2. Relevant equations

Kirchhoff's Rules/Ohm's Law

Voltage Divider Formula

$$V_{ab} = (V_{0}*R_{2})/(R_{1} + R_{2})$$

3. The attempt at a solution

Problem A:

I'm unsure how much information is sufficient for what the question is asking. I derived these equations, and relations for different currents:

$$I_{1} = I_{AB}=I_{EF}$$
$$I_{3} = I_{BC}=I_{CD} = I_{DE}$$
$$I_{2}=I_{BE}$$

Loop 1 (Clockwise)
$$0 = V_{0} - I_{1}R - I_{2}R - I_{1}R = V_{0} - 2I_{1}R - I_{2}R$$

Loop 2 (Clockwise)
$$0=V_{0} - 1/2 V_{0} - I_{3}R \ \mbox{(used Voltage Divider Eq for the voltage of GH)}$$
$$\Rightarrow 0 = V_{0} - 2I_{3}R$$

Node Equation

$$0 = I_{1} - I_{3} - I_{2}$$

Solving these equations I get

$$3 I_{1} = I_{3}$$
$$I_{2} = -2 I_{1}$$
$$I_{3} = - (3/2) I_{2}$$

a.) V_{GH} = V_{0}/2
b.) I_{GH} = V_{0}/2R
c.) I'm not sure how to find this.

Problem B:

V Thevenin is equal to V_{GH} right? That means V_{th} = V_{GH} = V_{0}/2

R Thevenin is R parallel to R, which can be found with 1/R_{th} = 1/R + 1/R which give us R_{th} = 2/R.
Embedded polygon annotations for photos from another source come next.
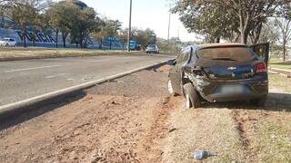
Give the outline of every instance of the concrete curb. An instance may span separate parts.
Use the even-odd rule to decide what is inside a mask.
[[[173,60],[167,59],[165,62],[156,62],[154,64],[146,65],[146,66],[144,66],[141,68],[137,68],[137,69],[125,72],[122,73],[118,73],[115,75],[108,76],[108,77],[102,78],[99,80],[92,81],[92,82],[79,84],[76,86],[73,86],[73,87],[69,87],[69,88],[63,89],[60,91],[45,93],[45,94],[43,94],[40,96],[36,96],[36,97],[24,100],[21,101],[14,102],[11,104],[0,106],[0,120],[7,119],[9,117],[17,116],[18,114],[21,114],[25,111],[25,110],[22,110],[22,109],[29,107],[29,106],[36,104],[36,103],[39,103],[39,102],[42,102],[42,101],[47,101],[49,99],[56,98],[58,96],[62,96],[62,95],[65,95],[65,94],[69,94],[71,92],[75,92],[77,91],[81,91],[81,90],[92,87],[95,84],[103,83],[103,82],[108,82],[108,81],[111,81],[114,79],[117,79],[117,78],[121,78],[123,76],[129,75],[134,72],[140,72],[143,70],[146,70],[149,68],[154,68],[154,67],[156,67],[159,65],[163,65],[163,64],[165,64],[168,62],[171,62],[171,61],[173,61]]]

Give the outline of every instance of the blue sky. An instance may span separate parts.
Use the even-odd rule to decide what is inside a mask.
[[[128,26],[129,0],[83,0],[101,15],[118,19],[123,27]],[[151,28],[158,37],[167,38],[169,4],[173,0],[133,0],[132,26]],[[188,34],[177,15],[171,16],[170,37],[180,36],[182,41],[193,41],[195,34]]]

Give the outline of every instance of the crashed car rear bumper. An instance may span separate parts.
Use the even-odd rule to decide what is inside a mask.
[[[196,84],[201,96],[210,102],[252,100],[268,94],[267,80],[209,82],[201,79]]]

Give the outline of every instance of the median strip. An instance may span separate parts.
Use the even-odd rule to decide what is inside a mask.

I'm not as confident of Problem B as I am of Problem A.

Last edited by a moderator: May 6, 2017
2. Jan 20, 2014

### Staff: Mentor

This problem is easiest to solve by using series & parallel combinations of resistors.

For a), collapse the circuit from right to left, combining resistors as you go. You will end up with only one resistor -- this tells you the overall current from the voltage supply. Then re-build the original circuit from left to right, calculating currents and voltages as you go.

3. Jan 20, 2014

### BvU

1. In problem 13, did you get something like V_be = V_o/3 ?
If so, don't you think V_gh = Vo/2 is a little strange ?
I do not understand your 1/2 V_o in loop 2.